День Парижской коммуны, непременно упоминавшийся всеми советскими календарями. С утра вереница автобусов отправляется из Чудова переулка, чтобы въехать в Боровицкие ворота Кремля. Пока еще только репетиция — прогон, зато вечером выступление на самом съезде. Ни одного педагога. Снова кругом «вожатые». И бесконечные повторения: микрофоны, повороты — к залу, к столу Политбюро, вход, уход. Еще раз. Еще! И еще — до обмороков. Все должно быть естественно. Непринужденно.
«Легче, ребята! Легче! На одном дыхании!» — Режиссер Николай Охлопков, тот самый, который играл так понравившегося Сталину «человека с ружьем» в фильме «Ленин в Октябре», славился умением организовывать массовые зрелища. Правда, здесь должно было преобладать военное начало: армия юных.
О передышке, возвращении домой не могло быть и речи. Снова Городской дом пионеров. Снова доделки. И — вечер. Рассмотреть Кремль не представлялось возможным. Он был закрыт для обыкновенных людей со времени переезда в него советского правительства. Но и теперь от двери автобуса до парадного подъезда надо было проходить сквозь строй словно сросшихся шинелей. «Быстрее! Не задерживайтесь! Проходите! Товарищ руководитель, отвечаете за свой список! Все ваши? Только ваши? Посторонних нет?»
Построение в Георгиевском зале. Беззвучная разминка. Букеты ведущим со строжайшим наказом каждому, кому из членов Политбюро должен цветы передать: «Только не товарищу Сталину! Слышите? Ни шагу в сторону! Товарищу Сталину цветы передаст специальная девочка». Переданный динамиками голос председательствующего: «Товарищи делегаты! Нас пришла приветствовать наша смена!» Еще какие-то дежурные фразы. Горны. Распахнутые двери. И — начало чудес.
В строю пионеров великовозрастные «вожатые» в пионерской форме, пытающиеся скрыть свой рост и возраст и плотно перекрывающие ведущих от стола с «небожителями».
Появляющаяся из боковых дверей шеренга детей правительства, пожелавших участвовать в представлении.

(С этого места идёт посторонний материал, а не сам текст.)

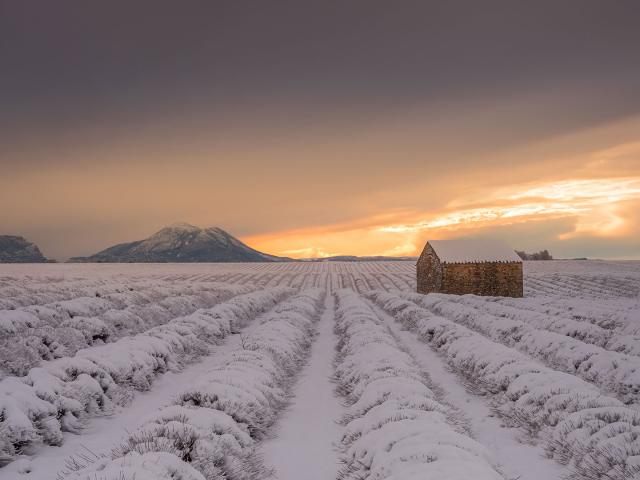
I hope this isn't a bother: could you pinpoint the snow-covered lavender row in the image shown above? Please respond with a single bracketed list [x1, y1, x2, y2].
[402, 294, 640, 404]
[336, 290, 503, 480]
[370, 292, 640, 480]
[430, 294, 611, 347]
[64, 289, 324, 480]
[0, 288, 292, 465]
[0, 284, 252, 378]
[496, 297, 640, 333]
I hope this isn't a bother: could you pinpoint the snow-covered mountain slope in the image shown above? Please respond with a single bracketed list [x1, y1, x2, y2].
[71, 223, 288, 262]
[0, 235, 48, 263]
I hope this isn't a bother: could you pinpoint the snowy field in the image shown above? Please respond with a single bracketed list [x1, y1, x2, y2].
[0, 261, 640, 480]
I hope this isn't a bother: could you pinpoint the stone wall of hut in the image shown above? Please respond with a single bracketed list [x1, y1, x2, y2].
[416, 244, 442, 293]
[439, 262, 524, 297]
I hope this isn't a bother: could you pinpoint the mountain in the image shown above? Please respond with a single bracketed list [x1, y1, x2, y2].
[69, 223, 290, 263]
[0, 235, 50, 263]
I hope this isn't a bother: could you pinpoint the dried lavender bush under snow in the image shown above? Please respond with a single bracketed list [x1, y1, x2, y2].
[369, 292, 640, 480]
[0, 287, 292, 464]
[336, 290, 503, 480]
[65, 289, 324, 480]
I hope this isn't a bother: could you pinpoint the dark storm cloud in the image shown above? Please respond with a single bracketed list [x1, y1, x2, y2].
[0, 0, 640, 161]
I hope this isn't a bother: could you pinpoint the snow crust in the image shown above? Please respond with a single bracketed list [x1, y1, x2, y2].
[65, 289, 324, 480]
[370, 292, 640, 480]
[0, 287, 292, 462]
[336, 290, 503, 480]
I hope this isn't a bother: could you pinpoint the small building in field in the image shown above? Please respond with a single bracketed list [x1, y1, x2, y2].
[416, 239, 524, 297]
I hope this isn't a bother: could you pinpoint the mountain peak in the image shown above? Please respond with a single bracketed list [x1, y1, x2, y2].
[71, 222, 289, 263]
[0, 235, 49, 263]
[162, 222, 202, 231]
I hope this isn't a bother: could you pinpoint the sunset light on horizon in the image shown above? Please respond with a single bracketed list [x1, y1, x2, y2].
[0, 0, 640, 261]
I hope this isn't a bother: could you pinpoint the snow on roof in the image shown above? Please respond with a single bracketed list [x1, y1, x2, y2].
[428, 238, 522, 263]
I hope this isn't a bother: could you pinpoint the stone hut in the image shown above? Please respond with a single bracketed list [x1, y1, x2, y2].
[416, 239, 524, 297]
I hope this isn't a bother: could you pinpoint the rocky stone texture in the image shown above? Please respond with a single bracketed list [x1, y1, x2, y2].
[0, 235, 49, 263]
[416, 244, 524, 297]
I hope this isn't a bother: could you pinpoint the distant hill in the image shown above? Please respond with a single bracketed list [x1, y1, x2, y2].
[69, 223, 290, 263]
[0, 235, 51, 263]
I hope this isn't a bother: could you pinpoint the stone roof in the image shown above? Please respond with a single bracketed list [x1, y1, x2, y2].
[428, 238, 522, 263]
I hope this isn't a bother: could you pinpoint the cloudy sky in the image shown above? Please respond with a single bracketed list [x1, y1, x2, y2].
[0, 0, 640, 259]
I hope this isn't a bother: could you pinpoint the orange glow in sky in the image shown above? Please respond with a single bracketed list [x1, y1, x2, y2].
[245, 177, 640, 258]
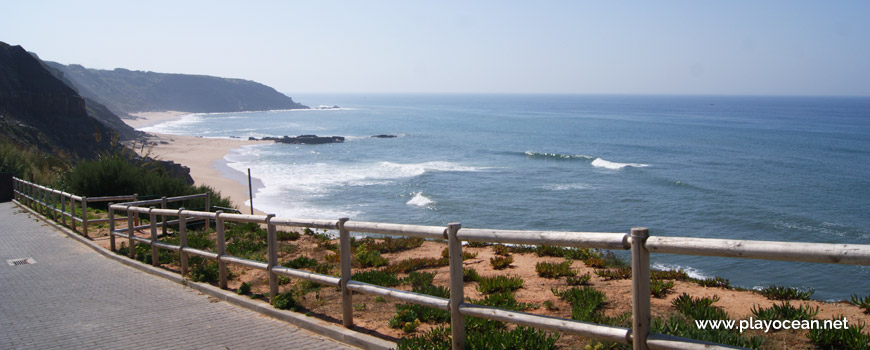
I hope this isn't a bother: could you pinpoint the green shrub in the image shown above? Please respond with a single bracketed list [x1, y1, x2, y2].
[275, 231, 301, 241]
[384, 258, 449, 273]
[535, 260, 577, 278]
[583, 256, 607, 269]
[462, 268, 480, 282]
[489, 256, 514, 270]
[471, 292, 539, 311]
[188, 257, 219, 283]
[649, 280, 674, 298]
[477, 276, 523, 294]
[565, 272, 592, 286]
[65, 154, 231, 207]
[272, 291, 296, 310]
[236, 282, 251, 295]
[361, 237, 423, 253]
[281, 256, 318, 269]
[397, 317, 559, 350]
[650, 270, 689, 281]
[651, 314, 763, 349]
[807, 316, 870, 350]
[403, 271, 435, 288]
[671, 293, 728, 320]
[350, 270, 401, 287]
[353, 247, 390, 267]
[851, 294, 870, 314]
[535, 245, 597, 260]
[492, 244, 511, 256]
[758, 285, 815, 300]
[441, 248, 477, 260]
[552, 287, 607, 323]
[752, 300, 819, 321]
[595, 267, 631, 281]
[695, 277, 731, 289]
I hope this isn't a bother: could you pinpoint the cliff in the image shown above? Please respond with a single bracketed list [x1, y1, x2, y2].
[46, 62, 308, 115]
[0, 42, 193, 184]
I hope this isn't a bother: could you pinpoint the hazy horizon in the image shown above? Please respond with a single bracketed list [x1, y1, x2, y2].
[0, 1, 870, 96]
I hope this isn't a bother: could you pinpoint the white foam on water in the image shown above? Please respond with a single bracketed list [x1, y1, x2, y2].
[224, 145, 484, 218]
[542, 183, 595, 191]
[651, 263, 712, 279]
[405, 192, 435, 207]
[592, 158, 649, 170]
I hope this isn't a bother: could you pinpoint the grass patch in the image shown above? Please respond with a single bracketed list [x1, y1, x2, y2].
[272, 291, 296, 310]
[384, 258, 450, 273]
[477, 276, 523, 294]
[441, 248, 477, 261]
[850, 294, 870, 314]
[807, 316, 870, 350]
[758, 285, 815, 300]
[402, 271, 435, 288]
[595, 267, 631, 281]
[471, 292, 540, 311]
[565, 272, 592, 286]
[360, 237, 423, 253]
[462, 268, 480, 282]
[752, 300, 819, 321]
[694, 277, 731, 289]
[353, 246, 390, 268]
[649, 280, 674, 298]
[535, 260, 577, 278]
[671, 293, 728, 320]
[350, 270, 402, 287]
[489, 256, 514, 270]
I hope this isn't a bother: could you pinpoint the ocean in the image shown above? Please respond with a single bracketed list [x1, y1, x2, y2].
[145, 94, 870, 300]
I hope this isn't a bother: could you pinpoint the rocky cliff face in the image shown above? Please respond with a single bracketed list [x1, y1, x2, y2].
[46, 62, 308, 115]
[0, 42, 193, 184]
[0, 43, 114, 158]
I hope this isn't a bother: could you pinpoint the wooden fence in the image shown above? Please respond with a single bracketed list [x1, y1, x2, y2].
[16, 180, 870, 349]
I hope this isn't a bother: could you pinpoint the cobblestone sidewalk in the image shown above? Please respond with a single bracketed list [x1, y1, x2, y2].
[0, 203, 353, 350]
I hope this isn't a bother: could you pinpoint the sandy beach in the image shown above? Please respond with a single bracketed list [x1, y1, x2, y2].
[122, 111, 268, 214]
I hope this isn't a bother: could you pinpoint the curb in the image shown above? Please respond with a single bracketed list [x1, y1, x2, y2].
[12, 200, 396, 350]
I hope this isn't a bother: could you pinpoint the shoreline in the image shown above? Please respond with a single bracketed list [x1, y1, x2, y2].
[129, 111, 266, 215]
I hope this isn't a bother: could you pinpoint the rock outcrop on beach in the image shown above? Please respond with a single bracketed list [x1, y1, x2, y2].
[248, 135, 344, 145]
[46, 62, 308, 115]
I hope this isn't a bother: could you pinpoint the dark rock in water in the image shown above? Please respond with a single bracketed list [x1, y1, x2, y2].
[254, 135, 344, 145]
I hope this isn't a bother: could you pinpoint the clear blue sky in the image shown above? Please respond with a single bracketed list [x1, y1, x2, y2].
[0, 0, 870, 96]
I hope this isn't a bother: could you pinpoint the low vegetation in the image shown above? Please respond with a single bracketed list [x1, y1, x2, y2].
[758, 285, 814, 300]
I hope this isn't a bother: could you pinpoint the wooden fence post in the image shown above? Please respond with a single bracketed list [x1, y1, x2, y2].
[82, 197, 88, 237]
[178, 207, 187, 276]
[337, 218, 353, 328]
[127, 205, 139, 259]
[148, 206, 160, 267]
[69, 195, 78, 231]
[446, 223, 465, 350]
[60, 192, 67, 226]
[160, 196, 166, 236]
[215, 210, 227, 289]
[205, 194, 211, 231]
[266, 214, 278, 300]
[107, 202, 115, 252]
[631, 227, 650, 350]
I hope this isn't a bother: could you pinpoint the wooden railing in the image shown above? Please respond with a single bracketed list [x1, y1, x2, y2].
[16, 178, 870, 349]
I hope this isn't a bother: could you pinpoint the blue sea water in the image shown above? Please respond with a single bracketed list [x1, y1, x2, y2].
[140, 95, 870, 300]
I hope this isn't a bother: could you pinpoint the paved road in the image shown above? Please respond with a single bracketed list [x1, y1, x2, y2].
[0, 203, 353, 350]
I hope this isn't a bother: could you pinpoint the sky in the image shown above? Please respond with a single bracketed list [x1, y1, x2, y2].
[0, 0, 870, 96]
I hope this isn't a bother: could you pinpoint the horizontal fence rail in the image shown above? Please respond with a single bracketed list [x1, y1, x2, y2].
[15, 179, 870, 349]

Среди горнистов незнакомые лица взрослых музыкантов. Перехваченные чьими-то руками букеты. И на столе президиума неизвестно откуда появившаяся крохотная девочка с цветами, которую подхватывает здоровой рукой развернувшийся к кино- и фотокамерам вождь и учитель — классический снимок, который обойдет весь мир. Образ отеческой заботы — до скольких сердец за рубежом он сумеет дойти!
Кто и как узнает, что у одной из ведущих за день до выступления арестуют отца и ее срочно заменят другой, «чистой»? Что еще одна замена будет вызвана недостаточным процентом русских в составе ведущих: требовалось, чтобы их было пятьдесят на пятьдесят. Что всех предупредят, о чем и как следует потом говорить, а идеально вышколенные журналисты обратятся только к тем, кого назначат на роль рассказчиков. Это не было сговором — скорее правилами игры, принимаемыми всеми, кто решался в ней участвовать.